I don't need to research in to it more as I know all about painting helmets, there isn't any negative effects at all so long as done properly. The helmets are of course painted from the factory and there are no special helmet coatings which further goes to prove there is no problem in doing so...If there were then all polycarbonate helmets would be supplied in the bare plastic which of course they are not.

Also if refinishing a helmet you are of course just doing as the name suggests and re-finishing, I.e. painting over the original paint after keying it.

The key things to do are make sure the interior of the helmet is fully masked up as paints can damage the lining. A good tip I think is to blow a balloon up inside the helmet before masking as of course this protects the liner from any contamination.

When I said 'Who says so' I was rather asking what evidence you have of the statement made and not asking a question as I already know the answer :thumb:


----------



## Andyb0127 (Jan 16, 2011)

supernova-dw said:


> I don't need to research in to it more as I know all about painting helmets, there isn't any negative effects at all so long as done properly. The helmets are of course painted from the factory and there are no special helmet coatings which further goes to prove there is no problem in doing so...If there were then all polycarbonate helmets would be supplied in the bare plastic which of course they are not.
> 
> Also if refinishing a helmet you are of course just doing as the name suggests and re-finishing, I.e. painting over the original paint after keying it.
> 
> ...


Not much of a convincing answer, from someone who states they know all about painting crash helmets doesn't fill me with confidence that you actually know what your talking about. Which is why i said to the op about a company that does it for a living to ask them for advice. And as another member said find out from the manufacturers who made the helmet be better coming from them.

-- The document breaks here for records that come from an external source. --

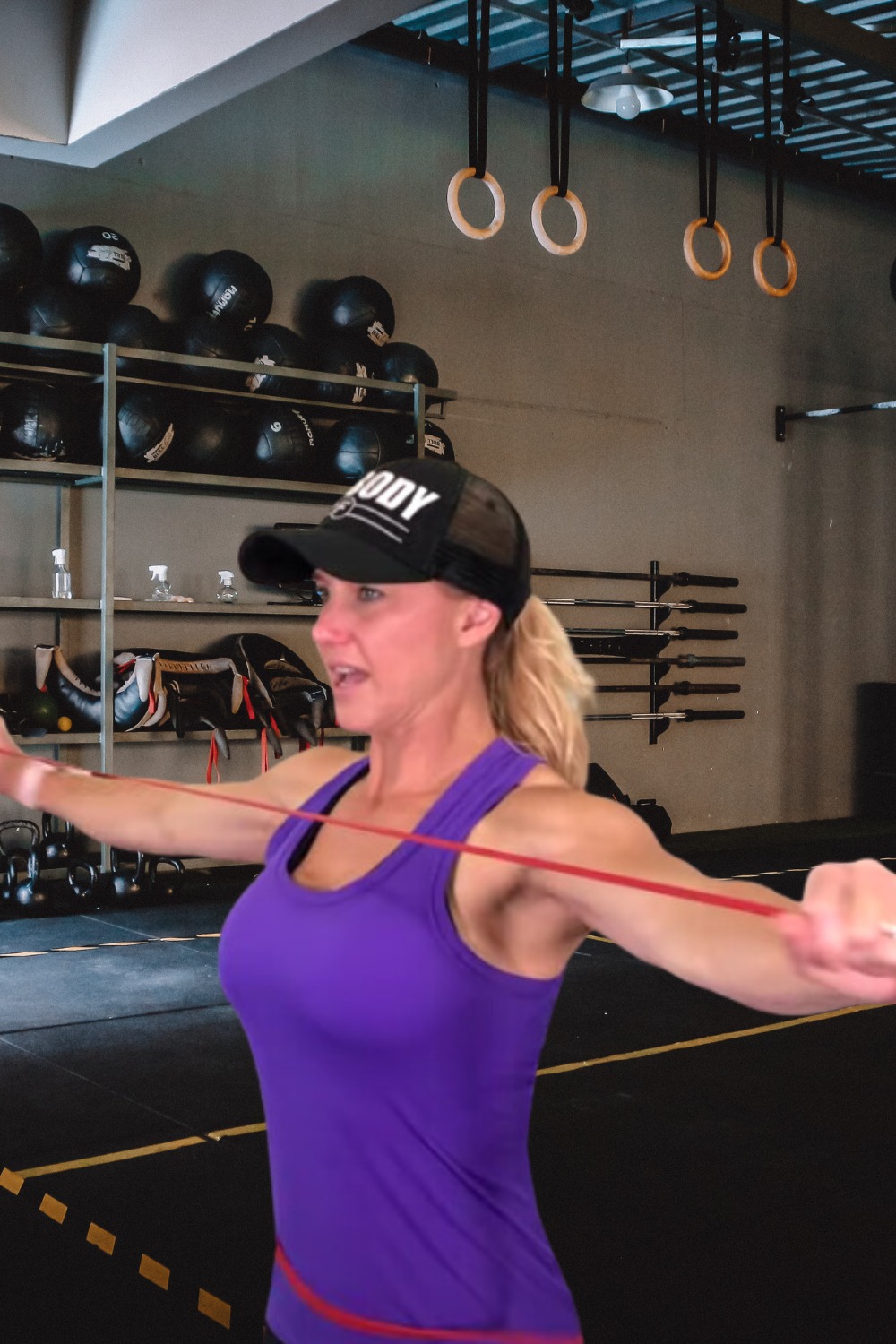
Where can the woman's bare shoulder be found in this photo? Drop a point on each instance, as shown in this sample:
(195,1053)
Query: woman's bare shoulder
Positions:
(293,780)
(552,814)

sorry but your answers just aren't very convincing and don't hold much substance, don't need to say anything else on the matter think the answer is pretty conclusive what the op needs to do.


----------



## Paintguy (Oct 31, 2005)

We are talking many years (probably decades  ) ago but I remember seeing a film about this very thing, where a helmet was painted and it severely affected it, making it shatter under a relatively minor impact.

Now I'm certain things will have moved on by now but I would still be extremely wary of painting a helmet. I'd be reasonably confident about a fibreglass / SMC / carbon fibre being "safe", but I'd still rather check with the manufacturer.


----------



## Rundie (Oct 2, 2007)

I work for BSI, testing PPE, this is not my actual field of expertise but the helmet testing lab is based on our site. 
Someone I do consider an expert, a guy who runs the helmet testing lab with 40+ yrs advises against painting or modifying any helmet, that'll do for me :thumb:


----------



## mr paint (Jul 11, 2009)

I do custom painted helmets a lot and use auto air air brush range 

if the polystyrene layer is removable do so ...if not mask up all areas and plug all holes in the helmet so the so the solvents from the clear dose not enter the polystyrene layer 


There is lots of large companys out there that do it for all f1 and superbike riders ...if its passing Fia standards they must be ok in my thoughts ...how many super bike riders come off per year and there helmets have not split in half 


Tommy


----------